No doubt she offered insight and instruction along the way, but my enduring memory of her is the disappointment that crossed her face when, waiting for the train that would take us to Dachau, a few of us posed irreverently with candy cigarettes. It was winter then, and I remember standing in front of the elaborate fountain outside the Salzburg Cathedral, mugging for more photos in the bitter cold. We skipped the funicular, which may have been closed for the season, and walked the steep, winding path to the hilltop fortress. The day was cloudy, and the otherwise dramatic views were obscured in every direction. The Alps were invisible, and still somehow they loomed. A sharp wind lashed the hillside, penetrating our parkas.
This time around, it was August, and the streets were jammed with tourists and concertgoers attending the Salzburg Festival. Everywhere I turned, Mozart was streaming from some hidden speaker. I didn’t understand all those years ago why we had come to Salzburg, but climbing the footpath to the fortress a second time, I saw what Frau Bell must have wanted us to see: a beautiful city wedged between hills, a river running between them, rolling plains in one direction, mountains in the other. Atop the walls of the fortress, plein-air painters worked at their easels.
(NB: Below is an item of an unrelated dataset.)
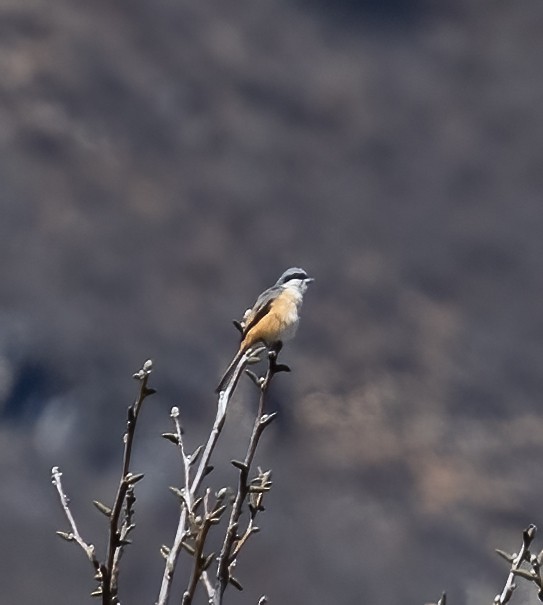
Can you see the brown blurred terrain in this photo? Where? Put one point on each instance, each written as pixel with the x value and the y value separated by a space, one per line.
pixel 163 162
The Austrian novelist and playwright Thomas Bernhard, noted for his polemical criticisms of his country, called Salzburg a cretinous, provincial dump, but the way the painters lovingly rendered the domes and crags and cupolas made it clear that his opinion is not universally held.
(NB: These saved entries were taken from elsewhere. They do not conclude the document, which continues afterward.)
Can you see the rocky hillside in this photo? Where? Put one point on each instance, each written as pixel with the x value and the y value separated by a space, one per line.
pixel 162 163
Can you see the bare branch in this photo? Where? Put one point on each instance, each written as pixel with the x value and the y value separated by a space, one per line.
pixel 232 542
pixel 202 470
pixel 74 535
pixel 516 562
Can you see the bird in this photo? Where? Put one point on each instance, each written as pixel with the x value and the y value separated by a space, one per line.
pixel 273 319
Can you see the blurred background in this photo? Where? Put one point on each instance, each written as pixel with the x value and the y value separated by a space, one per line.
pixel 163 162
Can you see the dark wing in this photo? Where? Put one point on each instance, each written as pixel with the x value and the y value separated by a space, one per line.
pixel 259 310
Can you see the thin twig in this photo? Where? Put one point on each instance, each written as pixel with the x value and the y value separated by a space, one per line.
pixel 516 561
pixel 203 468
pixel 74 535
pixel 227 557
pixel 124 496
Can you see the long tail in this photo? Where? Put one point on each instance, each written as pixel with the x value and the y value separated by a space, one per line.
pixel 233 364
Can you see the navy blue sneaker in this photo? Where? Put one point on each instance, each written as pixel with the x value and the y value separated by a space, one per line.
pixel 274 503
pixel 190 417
I was staying in a 500-year-old building, but my room had been renovated to look like a corporate hotel along a highway. Only the casements, opening onto the baroque façade of the opposite building, retained an air of the hotel’s past. All day below my window, children played in a kind of fountain that carried brightly colored plastic balls from one end of the sloping block to the other. Near the spot where the balls collected, a middle-aged man played Mozart on the goblets of a glass harp. Every now and then, a few notes from the Piano Concerto No. 21 would drift into my room.
The city’s wealth had originally grown from the salt mined in the region—hence the name (Salz meaning “salt”)—and with the earnings from their white gold, the prince-archbishops of the city-state built lavishly and defensively in an architecture of absolute power. Across the river from my hotel, for instance, stood the cathedral-cum-palace, now a living museum, preserved (like so much of the city) with spectacle in mind. A 17th-century visitor might recognize much of the cityscape, but the experience would still be surreal. Imagine returning home one night to find that your house had become a gift shop. And yet without those souvenirs, without the simulation of memory, the old fortresses would have long since crumbled into ruin. The hotel was comfy enough, but could you really say it had been saved?